RFC 3284                         VCDIFF                        June 2002


      Header
          Header1                                  - byte
          Header2                                  - byte
          Header3                                  - byte
          Header4                                  - byte
          Hdr_Indicator                            - byte
          [Secondary compressor ID]                - byte
          [Length of code table data]              - integer
          [Code table data]
              Size of near cache                   - byte
              Size of same cache                   - byte
              Compressed code table data
      Window1
          Win_Indicator                            - byte
          [Source segment size]                    - integer
          [Source segment position]                - integer
          The delta encoding of the target window
              Length of the delta encoding         - integer
              The delta encoding
                  Size of the target window        - integer
                  Delta_Indicator                  - byte
                  Length of data for ADDs and RUNs - integer
                  Length of instructions and sizes - integer
                  Length of addresses for COPYs    - integer
                  Data section for ADDs and RUNs   - array of bytes
                  Instructions and sizes section   - array of bytes
                  Addresses section for COPYs      - array of bytes
      Window2
      ...

4.1 The Header Section

   Each delta file starts with a header section organized as below.
   Note the convention that square-brackets enclose optional items.
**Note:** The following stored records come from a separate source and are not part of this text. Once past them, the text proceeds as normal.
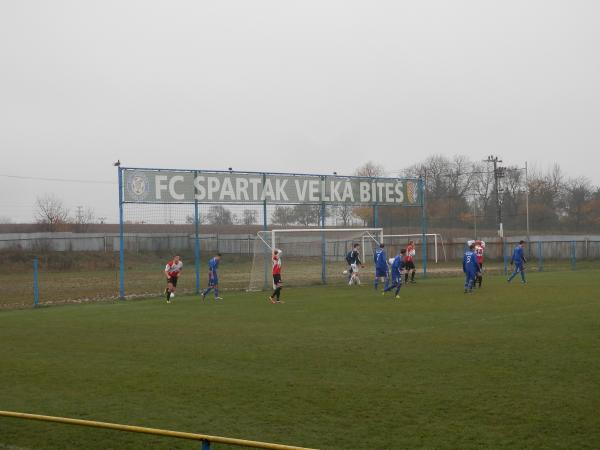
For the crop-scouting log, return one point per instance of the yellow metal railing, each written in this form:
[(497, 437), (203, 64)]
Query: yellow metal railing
[(204, 438)]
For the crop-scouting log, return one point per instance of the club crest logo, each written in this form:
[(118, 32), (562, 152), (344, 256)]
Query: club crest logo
[(138, 186), (411, 191)]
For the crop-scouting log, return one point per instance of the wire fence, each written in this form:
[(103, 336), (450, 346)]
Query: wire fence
[(85, 268)]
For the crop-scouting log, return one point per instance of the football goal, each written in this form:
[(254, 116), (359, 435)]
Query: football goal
[(311, 255), (402, 240)]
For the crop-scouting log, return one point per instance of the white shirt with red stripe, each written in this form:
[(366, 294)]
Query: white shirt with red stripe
[(173, 268), (276, 265)]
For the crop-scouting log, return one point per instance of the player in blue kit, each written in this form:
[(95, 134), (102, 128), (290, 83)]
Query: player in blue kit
[(381, 269), (396, 273), (213, 278), (518, 259), (470, 268)]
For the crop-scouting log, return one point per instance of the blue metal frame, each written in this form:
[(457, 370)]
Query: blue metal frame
[(121, 238), (36, 288), (265, 227), (323, 246), (197, 245), (423, 226), (416, 179), (197, 249)]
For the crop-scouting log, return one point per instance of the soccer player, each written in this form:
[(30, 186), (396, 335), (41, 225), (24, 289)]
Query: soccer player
[(353, 260), (409, 263), (381, 270), (470, 268), (213, 278), (172, 272), (479, 249), (396, 273), (277, 283), (518, 259)]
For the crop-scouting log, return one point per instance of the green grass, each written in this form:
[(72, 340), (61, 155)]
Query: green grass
[(510, 366)]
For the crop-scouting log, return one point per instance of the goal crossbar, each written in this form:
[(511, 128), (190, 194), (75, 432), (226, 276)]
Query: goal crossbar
[(426, 235), (376, 234)]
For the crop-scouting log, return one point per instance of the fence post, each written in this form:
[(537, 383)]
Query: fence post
[(505, 255), (197, 244), (121, 238), (36, 289), (323, 245)]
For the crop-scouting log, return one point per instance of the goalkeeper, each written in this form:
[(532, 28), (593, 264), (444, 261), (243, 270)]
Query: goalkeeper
[(397, 264), (353, 260)]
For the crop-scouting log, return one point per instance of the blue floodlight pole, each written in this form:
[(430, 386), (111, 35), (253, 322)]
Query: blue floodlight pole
[(323, 245), (36, 289), (421, 185), (121, 238), (197, 237), (265, 229)]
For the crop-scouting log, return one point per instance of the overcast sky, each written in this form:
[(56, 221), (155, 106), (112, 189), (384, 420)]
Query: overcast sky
[(302, 86)]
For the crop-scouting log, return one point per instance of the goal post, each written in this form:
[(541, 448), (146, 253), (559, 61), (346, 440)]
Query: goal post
[(420, 238), (310, 255)]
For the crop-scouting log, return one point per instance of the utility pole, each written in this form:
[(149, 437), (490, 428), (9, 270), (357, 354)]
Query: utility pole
[(499, 172)]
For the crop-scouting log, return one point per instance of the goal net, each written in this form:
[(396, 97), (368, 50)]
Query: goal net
[(310, 256), (434, 242)]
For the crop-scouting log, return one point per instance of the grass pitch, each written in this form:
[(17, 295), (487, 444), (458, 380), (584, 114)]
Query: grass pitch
[(510, 366)]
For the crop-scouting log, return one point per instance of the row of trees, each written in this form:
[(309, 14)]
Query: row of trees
[(460, 194), (52, 215)]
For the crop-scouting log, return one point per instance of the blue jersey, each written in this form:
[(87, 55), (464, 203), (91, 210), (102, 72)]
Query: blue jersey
[(518, 256), (213, 265), (397, 266), (380, 260), (470, 263)]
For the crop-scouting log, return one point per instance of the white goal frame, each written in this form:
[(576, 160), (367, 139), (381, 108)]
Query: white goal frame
[(420, 235), (367, 233), (270, 239)]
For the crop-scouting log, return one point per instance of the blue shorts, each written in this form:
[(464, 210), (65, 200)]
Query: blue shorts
[(380, 273)]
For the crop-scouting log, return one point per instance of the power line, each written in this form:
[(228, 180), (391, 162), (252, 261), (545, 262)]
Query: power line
[(64, 180)]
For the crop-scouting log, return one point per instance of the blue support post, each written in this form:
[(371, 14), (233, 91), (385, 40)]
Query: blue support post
[(197, 244), (267, 259), (421, 186), (323, 246), (36, 288), (121, 238), (505, 256)]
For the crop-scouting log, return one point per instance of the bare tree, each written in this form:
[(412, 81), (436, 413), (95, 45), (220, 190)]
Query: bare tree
[(249, 217), (219, 215), (345, 212), (83, 218), (50, 212), (283, 215)]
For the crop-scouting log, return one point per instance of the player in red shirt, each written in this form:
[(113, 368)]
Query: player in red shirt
[(277, 284), (172, 272), (478, 250), (409, 263)]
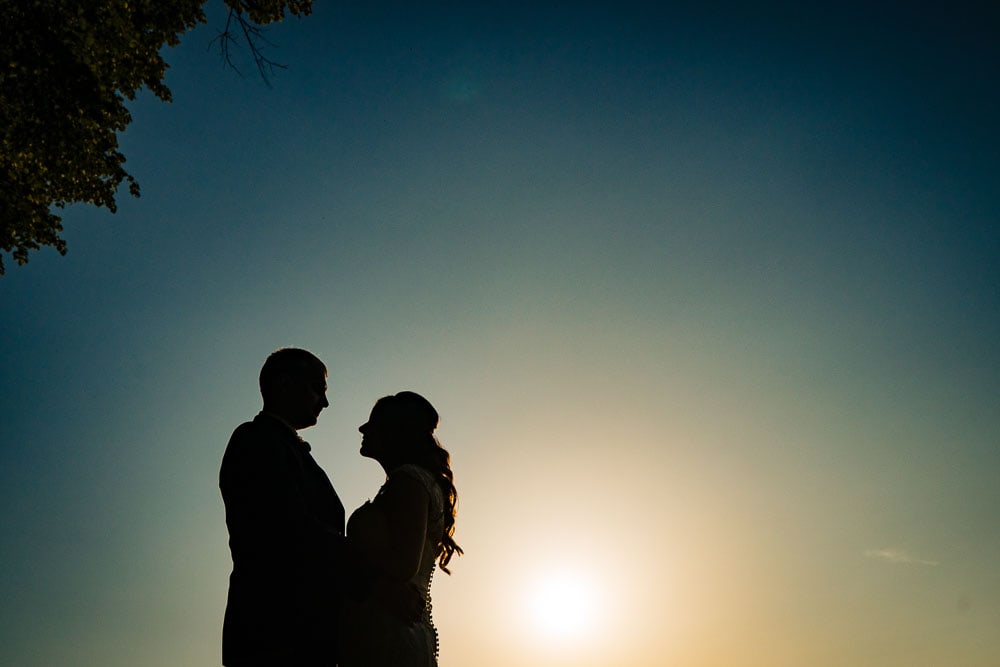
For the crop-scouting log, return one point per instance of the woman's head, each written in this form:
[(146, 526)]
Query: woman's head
[(401, 430)]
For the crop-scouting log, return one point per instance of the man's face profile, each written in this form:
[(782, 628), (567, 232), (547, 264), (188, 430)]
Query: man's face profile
[(303, 396)]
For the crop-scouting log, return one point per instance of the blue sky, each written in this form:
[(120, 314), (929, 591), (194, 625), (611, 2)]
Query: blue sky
[(707, 298)]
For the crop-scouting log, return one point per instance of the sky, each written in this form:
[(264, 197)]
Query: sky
[(708, 299)]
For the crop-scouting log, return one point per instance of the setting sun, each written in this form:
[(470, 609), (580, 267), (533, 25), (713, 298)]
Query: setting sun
[(563, 605)]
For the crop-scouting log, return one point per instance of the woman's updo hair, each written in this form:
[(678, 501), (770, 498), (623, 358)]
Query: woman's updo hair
[(413, 420)]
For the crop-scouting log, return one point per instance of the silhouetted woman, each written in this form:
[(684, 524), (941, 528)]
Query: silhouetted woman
[(405, 531)]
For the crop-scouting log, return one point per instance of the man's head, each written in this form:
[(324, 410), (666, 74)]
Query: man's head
[(293, 385)]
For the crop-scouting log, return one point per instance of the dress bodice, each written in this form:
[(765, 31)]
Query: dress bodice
[(371, 637)]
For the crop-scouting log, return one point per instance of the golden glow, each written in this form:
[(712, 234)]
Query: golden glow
[(563, 606)]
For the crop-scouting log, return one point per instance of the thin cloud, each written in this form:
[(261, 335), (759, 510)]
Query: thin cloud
[(898, 557)]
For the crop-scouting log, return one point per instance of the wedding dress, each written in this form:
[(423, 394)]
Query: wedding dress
[(372, 637)]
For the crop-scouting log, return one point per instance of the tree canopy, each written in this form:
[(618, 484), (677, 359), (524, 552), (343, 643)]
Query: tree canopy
[(67, 69)]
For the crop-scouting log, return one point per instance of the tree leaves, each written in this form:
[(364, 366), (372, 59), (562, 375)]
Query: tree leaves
[(66, 71)]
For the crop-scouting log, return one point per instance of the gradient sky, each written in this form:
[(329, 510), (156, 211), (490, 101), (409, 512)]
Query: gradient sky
[(708, 299)]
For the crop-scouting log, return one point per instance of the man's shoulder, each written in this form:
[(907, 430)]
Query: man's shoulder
[(253, 437)]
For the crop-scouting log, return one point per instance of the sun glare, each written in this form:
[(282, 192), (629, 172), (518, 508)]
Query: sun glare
[(563, 606)]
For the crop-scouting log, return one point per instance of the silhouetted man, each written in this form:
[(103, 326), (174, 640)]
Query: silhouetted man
[(286, 526)]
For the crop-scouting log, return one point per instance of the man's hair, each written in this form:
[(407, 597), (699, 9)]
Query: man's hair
[(286, 361)]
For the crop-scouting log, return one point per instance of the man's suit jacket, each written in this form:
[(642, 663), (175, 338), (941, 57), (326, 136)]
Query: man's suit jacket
[(286, 527)]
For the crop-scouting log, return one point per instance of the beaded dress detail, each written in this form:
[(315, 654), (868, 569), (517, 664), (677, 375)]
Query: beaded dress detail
[(370, 636)]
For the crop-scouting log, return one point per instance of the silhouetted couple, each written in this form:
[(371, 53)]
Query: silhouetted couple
[(302, 593)]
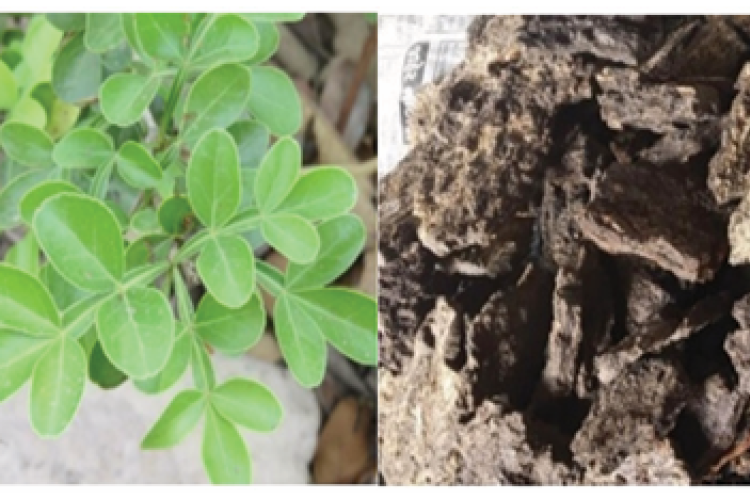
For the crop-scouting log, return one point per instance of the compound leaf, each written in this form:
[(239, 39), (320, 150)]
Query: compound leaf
[(228, 38), (39, 194), (136, 330), (225, 455), (102, 372), (176, 216), (213, 178), (18, 356), (76, 73), (268, 43), (251, 138), (274, 101), (26, 144), (24, 254), (82, 239), (103, 31), (83, 148), (25, 304), (217, 98), (177, 421), (348, 319), (247, 403), (278, 172), (173, 370), (161, 36), (203, 371), (320, 194), (125, 97), (57, 387), (64, 293), (341, 242), (301, 341), (14, 191), (231, 331), (227, 268), (292, 236), (137, 167)]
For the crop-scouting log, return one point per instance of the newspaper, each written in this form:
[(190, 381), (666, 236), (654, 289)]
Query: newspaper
[(412, 51)]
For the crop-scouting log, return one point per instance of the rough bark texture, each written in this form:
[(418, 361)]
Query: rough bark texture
[(560, 295)]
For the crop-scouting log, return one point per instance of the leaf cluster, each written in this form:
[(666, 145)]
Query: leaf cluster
[(137, 155)]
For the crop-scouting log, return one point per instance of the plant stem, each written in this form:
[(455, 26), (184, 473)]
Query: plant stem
[(174, 95)]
         Header1                                  - byte = 0xD6
         Header2                                  - byte = 0xC3
         Header3                                  - byte = 0xC4
         Header4                                  - byte
         Hdr_Indicator                            - byte
         [Secondary compressor ID]                - byte
         [Length of code table data]              - integer
         [Code table data]








Korn, et. al.               Standards Track                     [Page 7]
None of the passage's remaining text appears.